Por qué nadie se atreve a contestar la protesta brasileña

Por: Juan Arias

Protestas en Rio

Hay una pregunta que revolotea en torno a la protesta Brasileña de la calle: ¿cómo es posible que nadie salga para decir que está en contra?

Ni los palacios del poder, ni los partidos de diferentes ideologías, ni la empresa, ni las finanzas, han aparecido para replicar a los que protestan.

La presidenta Dilma llegó a aplaudirla y apoyarla a pesar de las pancartas contra ella. El partido del Gobierno (PT) ha anunciado que se sumará a la caravana. Los sindicatos también, a pesar de que los silbidos llegaron a la puerta de la casa del mítico sindicalista Lula.

Si se exceptúa algún intelectual liberal como Reinaldo Acevedo que ve en el movimiento el peligro de que pueda volver lo que el llama la irracionalidad de la “peor izquierda del pasado”, nadie ha tenido hasta ahora el coraje de hacer frente a los manifestantes.

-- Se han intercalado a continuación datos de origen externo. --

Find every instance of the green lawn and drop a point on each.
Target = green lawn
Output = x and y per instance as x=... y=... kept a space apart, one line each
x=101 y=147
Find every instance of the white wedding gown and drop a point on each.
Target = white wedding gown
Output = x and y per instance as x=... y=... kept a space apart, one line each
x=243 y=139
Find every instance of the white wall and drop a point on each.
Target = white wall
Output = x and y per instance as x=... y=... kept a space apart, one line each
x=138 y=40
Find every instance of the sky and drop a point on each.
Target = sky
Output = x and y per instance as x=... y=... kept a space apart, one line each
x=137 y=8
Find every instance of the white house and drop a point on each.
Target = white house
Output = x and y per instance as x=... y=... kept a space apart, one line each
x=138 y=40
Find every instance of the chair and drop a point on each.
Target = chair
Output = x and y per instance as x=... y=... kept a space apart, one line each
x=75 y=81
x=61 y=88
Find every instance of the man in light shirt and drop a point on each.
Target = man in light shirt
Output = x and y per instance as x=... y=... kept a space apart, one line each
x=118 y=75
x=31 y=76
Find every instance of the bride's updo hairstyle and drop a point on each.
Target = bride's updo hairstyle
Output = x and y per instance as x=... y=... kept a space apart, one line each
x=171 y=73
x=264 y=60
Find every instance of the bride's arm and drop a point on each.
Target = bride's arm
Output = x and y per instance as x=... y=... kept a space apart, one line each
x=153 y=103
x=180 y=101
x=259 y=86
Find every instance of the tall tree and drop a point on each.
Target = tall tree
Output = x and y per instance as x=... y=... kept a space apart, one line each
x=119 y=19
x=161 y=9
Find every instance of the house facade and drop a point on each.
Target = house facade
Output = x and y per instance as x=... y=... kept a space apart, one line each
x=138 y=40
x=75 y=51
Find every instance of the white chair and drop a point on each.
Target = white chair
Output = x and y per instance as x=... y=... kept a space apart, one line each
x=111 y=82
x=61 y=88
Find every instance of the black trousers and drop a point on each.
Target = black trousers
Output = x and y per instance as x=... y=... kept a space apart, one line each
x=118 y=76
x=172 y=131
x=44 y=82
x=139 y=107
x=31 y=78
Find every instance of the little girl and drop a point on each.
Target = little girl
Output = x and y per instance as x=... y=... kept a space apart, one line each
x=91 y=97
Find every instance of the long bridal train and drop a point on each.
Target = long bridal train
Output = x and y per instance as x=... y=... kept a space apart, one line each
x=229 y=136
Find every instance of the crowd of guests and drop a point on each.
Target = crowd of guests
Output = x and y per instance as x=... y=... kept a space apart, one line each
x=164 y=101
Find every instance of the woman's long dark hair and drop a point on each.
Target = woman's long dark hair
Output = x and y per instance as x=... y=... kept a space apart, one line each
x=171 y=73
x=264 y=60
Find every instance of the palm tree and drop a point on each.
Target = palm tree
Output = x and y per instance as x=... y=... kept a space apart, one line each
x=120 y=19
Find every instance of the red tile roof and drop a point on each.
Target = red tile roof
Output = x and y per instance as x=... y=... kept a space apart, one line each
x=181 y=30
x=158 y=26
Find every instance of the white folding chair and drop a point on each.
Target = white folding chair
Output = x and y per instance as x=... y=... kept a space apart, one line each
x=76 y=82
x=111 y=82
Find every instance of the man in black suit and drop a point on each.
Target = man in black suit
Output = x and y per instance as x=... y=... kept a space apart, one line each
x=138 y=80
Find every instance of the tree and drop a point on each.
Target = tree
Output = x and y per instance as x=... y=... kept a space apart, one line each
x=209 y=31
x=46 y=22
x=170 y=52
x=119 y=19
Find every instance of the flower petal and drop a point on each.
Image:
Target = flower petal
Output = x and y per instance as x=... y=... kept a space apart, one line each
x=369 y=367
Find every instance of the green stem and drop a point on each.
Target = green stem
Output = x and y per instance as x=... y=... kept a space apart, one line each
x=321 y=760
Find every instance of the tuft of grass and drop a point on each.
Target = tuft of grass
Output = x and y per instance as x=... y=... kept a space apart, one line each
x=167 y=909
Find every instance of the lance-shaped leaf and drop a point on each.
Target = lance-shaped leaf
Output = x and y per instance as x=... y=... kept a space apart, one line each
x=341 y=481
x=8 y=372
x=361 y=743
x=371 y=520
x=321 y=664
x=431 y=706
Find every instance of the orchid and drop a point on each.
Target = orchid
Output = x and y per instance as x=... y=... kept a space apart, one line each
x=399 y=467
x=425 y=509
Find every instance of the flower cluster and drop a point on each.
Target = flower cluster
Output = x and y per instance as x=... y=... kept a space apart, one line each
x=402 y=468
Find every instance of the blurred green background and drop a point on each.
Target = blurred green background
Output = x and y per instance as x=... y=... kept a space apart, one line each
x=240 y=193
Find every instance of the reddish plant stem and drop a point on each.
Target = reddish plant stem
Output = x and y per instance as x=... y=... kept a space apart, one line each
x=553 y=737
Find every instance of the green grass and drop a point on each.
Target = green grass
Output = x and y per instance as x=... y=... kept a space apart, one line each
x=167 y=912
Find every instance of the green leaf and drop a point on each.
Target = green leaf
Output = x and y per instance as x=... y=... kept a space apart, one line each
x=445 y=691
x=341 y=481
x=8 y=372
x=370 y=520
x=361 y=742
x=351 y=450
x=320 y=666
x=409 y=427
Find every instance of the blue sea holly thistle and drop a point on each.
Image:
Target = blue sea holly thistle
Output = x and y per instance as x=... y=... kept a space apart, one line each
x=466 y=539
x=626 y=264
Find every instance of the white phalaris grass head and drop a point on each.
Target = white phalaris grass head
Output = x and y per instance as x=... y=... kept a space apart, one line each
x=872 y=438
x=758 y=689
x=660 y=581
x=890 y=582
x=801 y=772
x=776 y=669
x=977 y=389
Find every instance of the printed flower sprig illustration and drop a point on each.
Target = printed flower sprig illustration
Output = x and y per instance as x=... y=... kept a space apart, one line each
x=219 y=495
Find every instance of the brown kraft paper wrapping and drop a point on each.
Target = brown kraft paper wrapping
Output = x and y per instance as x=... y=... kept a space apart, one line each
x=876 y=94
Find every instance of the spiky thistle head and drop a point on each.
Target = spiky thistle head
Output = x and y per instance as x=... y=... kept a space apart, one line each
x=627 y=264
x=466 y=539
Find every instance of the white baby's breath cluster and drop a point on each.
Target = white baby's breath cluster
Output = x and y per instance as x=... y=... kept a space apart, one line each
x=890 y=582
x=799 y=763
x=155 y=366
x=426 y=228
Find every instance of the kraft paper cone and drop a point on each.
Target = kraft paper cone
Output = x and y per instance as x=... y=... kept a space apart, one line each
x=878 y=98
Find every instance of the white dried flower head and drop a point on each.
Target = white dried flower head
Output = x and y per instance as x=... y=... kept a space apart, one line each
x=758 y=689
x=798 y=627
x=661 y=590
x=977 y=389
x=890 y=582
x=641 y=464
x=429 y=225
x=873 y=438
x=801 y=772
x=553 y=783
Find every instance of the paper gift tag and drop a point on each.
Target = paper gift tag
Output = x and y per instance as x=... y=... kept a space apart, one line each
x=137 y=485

Lo máximo que se ha llegado a oír es que la apoyan “sin actos de vandalismo”.

En ninguna manifestación de la calle ha aparecido ni el más pequeño grupo para oponerse a ella.

El mundo del arte y de la cultura, de la ciencia y de la universidad están aplaudiendo, convencidos de que se trata de un movimiento que no cuestiona la democracia y que supone una especie de catarsis colectiva. Hasta Pelé que se había manifestado en contra ha dado marcha atrás.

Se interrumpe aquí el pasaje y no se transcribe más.